Monday, January 06, 2020

Carta a mim mesmo, direto da cápsula do tempo

Último dia do ano 2014 de Nosso Senhor Jesus Cristo. Carta a mim mesmo.
               Este é um lembrete, na passagem de ano, de que meio século de existência pode me tornar mais forte do que o tempo, a gravidade, a decrepitude e outras forças implacáveis que corroem o vigor físico, o ritmo cardíaco da vida e a agilidade mental. Tento me convencer de que preciso apenas da atitude certa: a de reconhecer, nas pequenas coisas, que não é a duração da vida que me faz feliz. Ao contrário disso, é a felicidade que me dá vida. E como não ser feliz? Eu posso até deter o tempo, por alguns minutos, com a simples lembrança das coisas formidáveis que me sucederam: as viagens, quer aquelas empreendidas nos meios convencionais de transporte, quer as da minha imaginação, que me levou mais longe e mais rápido do que qualquer foguete que já existiu ou existirá. Os livros (de capa a capa), os poemas (de Homero, Bukowski), as línguas (principalmente o grego), essa fortuna que eu ajuntei por uma bagatela. Eu posso superar o peso da gravidade com a leveza de um coração aberto, sensível, esperançoso... Diálogos, conversas ao telefone, emails recebidos e armazenados em uma pasta intitulada “mensagens memoráveis”. Posso rejuvenescer com a recordação de beijos, abraços e cópulas, e com a expectativa de mais beijos, abraços e cópulas. Além disso, com uma experiência que nunca consegui decifrar, nem no todo nem em parte: a conexão cerebral, visceral entre professor e aluno. Venço a morte, a cada dia, com a lembrança desses prazeres ingênuos, o quarto gol já no final do segundo tempo; a prece desinteressada em favor do outro; os pequenos sacrifícios; os afagos incondicionais de um cãozinho que, no que diz respeito aos demais seres do planeta, não passa de uma criatura mal-humorada e tão indiferente quanto um gato, mas que se desmancha de satisfação ao som de minha voz; a alegria na realização dos filhos, sobrinhos, parentes próximos e distantes; os encontros inesperados; letra e música; vislumbres do futuro e, principalmente, do passado; aspirações... Não há, então, motivos para estar triste, mesmo no último dia do ano, mesmo aos 52 anos de idade.
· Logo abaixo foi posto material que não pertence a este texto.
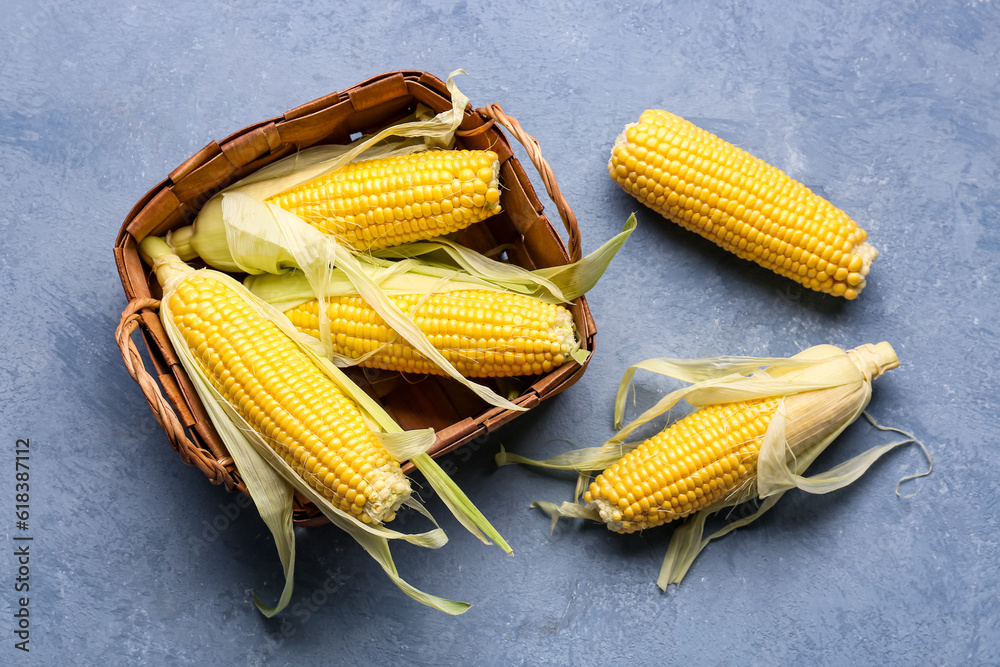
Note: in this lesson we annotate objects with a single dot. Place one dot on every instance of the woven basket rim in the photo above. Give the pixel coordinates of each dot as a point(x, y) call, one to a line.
point(175, 199)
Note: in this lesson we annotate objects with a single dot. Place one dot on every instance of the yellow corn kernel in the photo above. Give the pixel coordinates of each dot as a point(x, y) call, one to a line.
point(741, 203)
point(375, 204)
point(288, 400)
point(699, 451)
point(483, 333)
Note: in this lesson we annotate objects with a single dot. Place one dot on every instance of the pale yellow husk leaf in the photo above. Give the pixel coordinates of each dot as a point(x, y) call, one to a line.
point(269, 478)
point(824, 389)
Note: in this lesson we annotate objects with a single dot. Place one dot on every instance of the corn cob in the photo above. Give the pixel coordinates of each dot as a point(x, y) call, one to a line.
point(308, 421)
point(483, 333)
point(373, 204)
point(741, 203)
point(712, 454)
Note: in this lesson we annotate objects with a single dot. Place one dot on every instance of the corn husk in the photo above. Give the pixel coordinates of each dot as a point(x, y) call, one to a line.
point(824, 389)
point(436, 267)
point(237, 230)
point(269, 479)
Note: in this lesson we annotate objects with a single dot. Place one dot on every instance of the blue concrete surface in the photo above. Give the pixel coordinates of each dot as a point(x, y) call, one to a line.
point(889, 109)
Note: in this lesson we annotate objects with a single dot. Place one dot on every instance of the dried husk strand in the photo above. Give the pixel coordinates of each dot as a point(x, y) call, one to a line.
point(209, 236)
point(816, 395)
point(424, 275)
point(271, 481)
point(238, 230)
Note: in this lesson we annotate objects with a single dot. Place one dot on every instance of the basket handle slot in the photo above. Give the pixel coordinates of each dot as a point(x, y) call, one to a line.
point(534, 150)
point(164, 414)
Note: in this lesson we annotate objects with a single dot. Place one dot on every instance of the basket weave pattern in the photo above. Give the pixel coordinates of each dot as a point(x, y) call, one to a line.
point(456, 414)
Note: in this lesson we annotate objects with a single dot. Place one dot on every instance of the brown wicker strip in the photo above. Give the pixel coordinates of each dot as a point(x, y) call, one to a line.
point(457, 415)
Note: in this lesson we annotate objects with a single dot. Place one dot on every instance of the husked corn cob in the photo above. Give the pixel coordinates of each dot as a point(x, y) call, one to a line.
point(712, 453)
point(482, 333)
point(685, 468)
point(374, 204)
point(279, 391)
point(741, 203)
Carta aos filhos, direto da cápsula do tempo

               Último dia do ano 2014 de Nosso Senhor Jesus Cristo. Carta aos filhos, sendo um deles casado e a outra solteira, estando ambos no começo de sua vida adulta e independente ou a ponto de iniciá-la.
               Não escolho a música ao som da qual vocês dançam. Não mais. Não escrevo o roteiro de suas histórias nem o itinerário de suas viagens. Nunca o fiz; apenas ensaiava fazê-lo. Vocês estão agora à mercê das próprias escolhas. A responsabilidade de cada decisão é, agora, inteiramente sua, com uma pequena pitada do tempero que adicionamos ou deixamos de adicionar à sopa de suas vidas. Até aqui, vocês foram perfeitamente imperfeitos – e nunca o teríamos desejado de outra forma: autênticos, autônomos, audaciosos. Ainda assim, em todas as situações, conviver com vocês foi como estar às margens de um lago plácido, sem ondas, nem ventos, mas profundo, hipnótico, tranquilizador.
               Poucas vezes talvez se tenha escutado um pai dizer que tenha encontrado almas gêmeas nos filhos, essa prerrogativa estando geralmente reservada aos grandes amores, os romances que fazem o coração se apressar, dando-lhe a impressão de que o tempo passa mais depressa do que gostaríamos, ou que tiram a força das pernas, fazendo com que amoleçam sob o peso do desejo e da paixão. No entanto, em nosso caso, os sentimentos são outros. É como se minha alma tivesse se fendido, uma fração de virtudes e defeitos passando a cada um de vocês, numa imagem ou, sequer isso, num reflexo. É como se vocês tivessem tomado essa figura grotesca e tivessem soprado sobre ela uma espécie de purpurina espantosa, capaz de redimir a caricatura e transformá-la em um quadro elegante. Vocês fizeram isso com a minha vida e, por isso, eu lhes sou grato.
Outra pessoa, menos avisada das coisas do coração, quem sabe interprete o fenômeno como um azar da hereditariedade, um capricho dos cromossomos. Mas eu sei que não. Nenhuma combinação genética em meus ascendentes, esses antepassados que vocês pouco ou mal conheceram, poderia ter lhes legado um coração tão generoso, uma mente tão lúcida, um senso de justiça impregnado de tão boas intenções, um desejo tão ardente de existir ainda que simplesmente e uma atitude tão respeitosa para com os mistérios humanos e divinos.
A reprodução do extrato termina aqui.